First, I'm rusty. Second, I haven't seen all the notation. But I'm a little suspicious of your bit above on moment-generating functions, my primary concern being that the RHS looks a lot like the $n$th central moment.

Anyway.

If $a_1, a_2, \ldots a_n$ are a sequence of non-negative numbers summing to $1$ and $f_1, f_2, \ldots f_n$ are pdfs, then we can define a new pdf by $ f(x) = \sum_{i \le n} a_i f_i (x) $. The linearity of the definite integral means that we'll also have, for example, $EX^n = \sum_{i\le n} a_i E_i[X^n]$, where each $E_i$ is the expectation taken with respect to $f_i$.

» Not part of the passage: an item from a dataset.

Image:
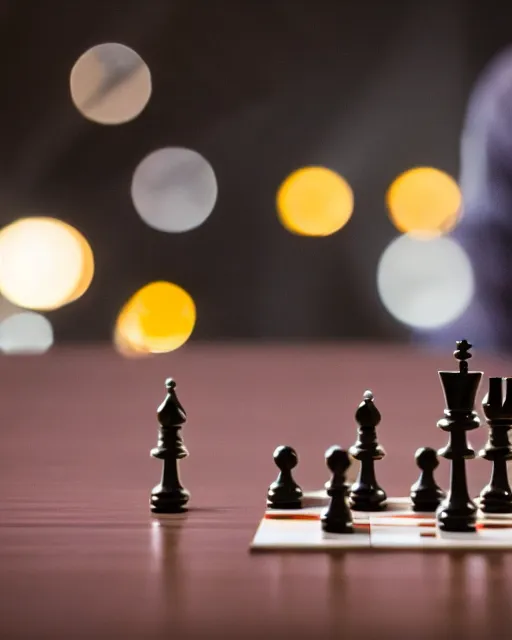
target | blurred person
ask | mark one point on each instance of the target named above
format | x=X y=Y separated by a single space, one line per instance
x=485 y=226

Assuming the support for your distribution is non-negative values of $x$, your pdf is this type of mixture, specifically one comprising two exponential distributions, one with mean $3$ and another with unknown mean $\mu$. If $W \sim \exp(\lambda)$, then $EW = \lambda$ and $EW^2 = 2\lambda^2 $. Therefore, we have

\begin{aligned} \ \\ EX &= (1 - \epsilon)\cdot 3 + \epsilon\cdot\mu \ \\ EX^2 &= (1 - \epsilon)\cdot 18 + \epsilon\cdot 2\mu^2. \end{aligned}

Using the method of moments, we'd set the above expressions equal to $\bar{x}$ and $\frac{1}{n}\sum x_i^2$. So then

\begin{aligned} \ \\ \bar{x} &= 3(1 - \epsilon) + \epsilon\mu \ \\ \frac{1}{n}\sum x_i^2 &= 18(1 - \epsilon) + 2\epsilon\mu^2. \end{aligned}

From here, we can solve for both $\mu$ and $\epsilon$ in terms of the known values of $\bar{x}$ and $\frac{1}{n}\sum x_i^2$.